Let’s address the first issue: How we would benefit Twitter and anyone that wants to integrate with Twitter data.

Twitter has found that XMPP doesn’t scale for them and as a result, people are forced to poll their API *a lot* to get updates for their users.  MyBlogLog has over 25,000 Twitter users that they throw against the Twitter API every 15 minutes.  This results in nearly 2.5 million queries against the API every day, for maybe 250K updates.  Now add millions of pings from Plaxo and SocialThing and Lijit and heaven forbid Yahoo starts beating up their API…

If Twitter starts pushing updates to us, via our dead simple API or Atom or their XMPP server, we can immediately reduce by an order of magnitude the number of requests that some very large sites are making against their API.  At the same time, we reduce the latency between when someone Tweets and when it shows up on consuming sites like Plaxo.  From 15 minutes or more to 60 seconds or less.

We expect that Twitter has their collective heads down and are working around the clock to buttress their infrastructure, and it’s unlikely that they’re going to do anything optional until that’s sorted out.  Unfortunately, “integrate with Gnip” probably falls into the optional category. We expect, however, that at some point Twitter will start opening up their data to more partners once they feel like they have their arms around their infrastructure.

If you run a web service and integrate with Gnip today, you’ll automatically be able to integrate with Twitter data once they give us access.  Presumably you won’t have to wait in line to get direct Twitter integration.  In addition, you’ll have immediate access to all of the other data providers that we integrate with. Such as  Delicious, Flickr, Magnolia, Get Satisfaction, Intense Debate and Six Apart.  For example, only took Brightkite 15 minutes to integrate our API and start pushing data to our partners via us.

Now for the second topic.  Why – if you are a web service – it’s worth integrating with Gnip now rather than waiting either for (a) Gnip to integrate with Twitter or (b) you to get as popular as Twitter and have scale issues.

All things considered, it’s best not to end up in Twitter’s position.  They have a ton of passionate users (I’m one of them) who want reliable service and don’t have infinite patience.  The old startup cliche of “these are problems we’d like to have” is carp.
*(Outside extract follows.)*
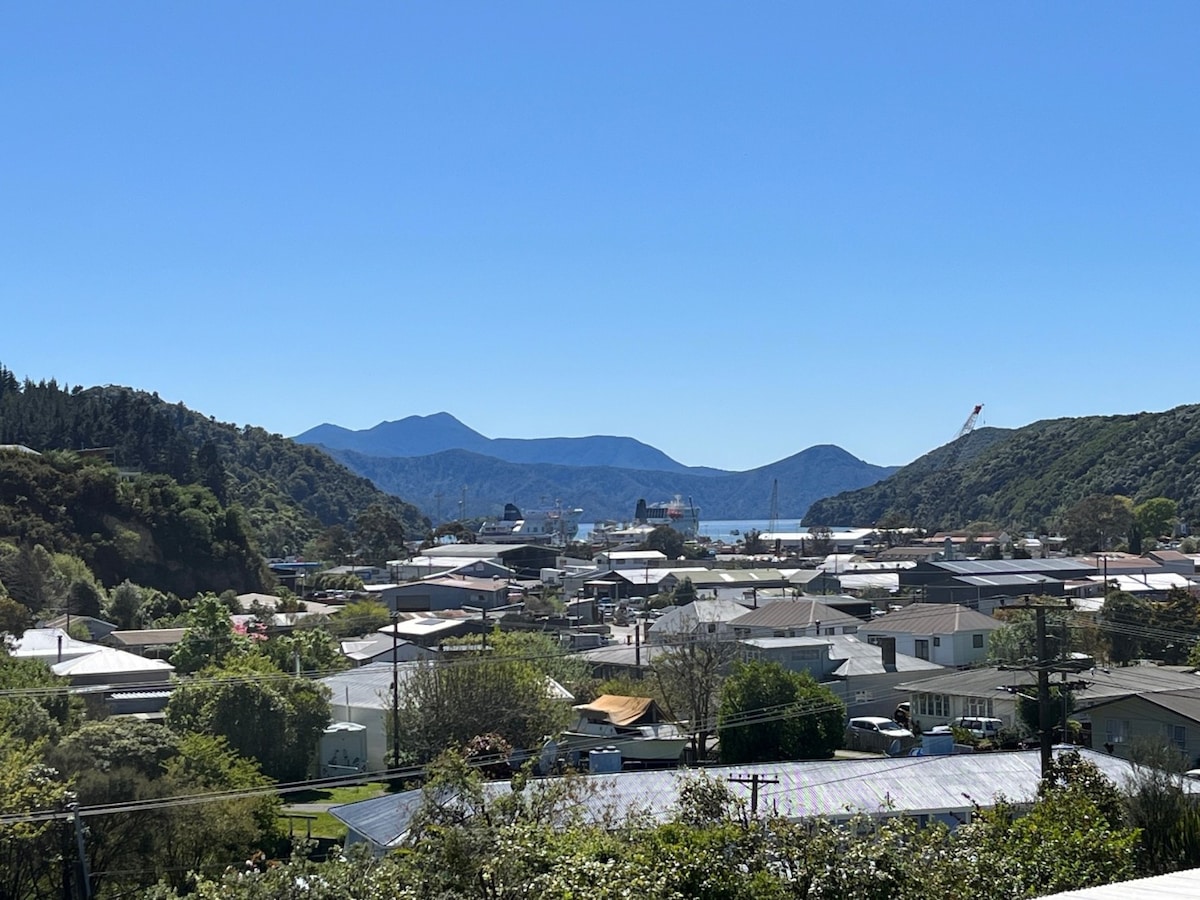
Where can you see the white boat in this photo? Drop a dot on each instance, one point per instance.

You don’t want to be in the position where your business suddenly takes off and your infrastructure falls over because people are banging your APIs to death.  You don’t want your most passionate users calling for mass exodus.  It’s better to take a few minutes to start pushing notifications to Gnip now than when you’re doing 20-hour days rebooting servers.

You also don’t want to be in the position that your company takes off and you suddenly get throttled by an API provider.  Nothing is worse than have to pull data sources because you’ve over-polled and the host decides to turn off the spigot.  Start pulling notifications from Gnip and feel secure that you’re only asking for data when there’s something new.

I still use Twitter every day.  Don’t try to kid me; I know you still do too.  Let them get on with their work and rest assured that we’ll integrate with them the instant we get the okay from them.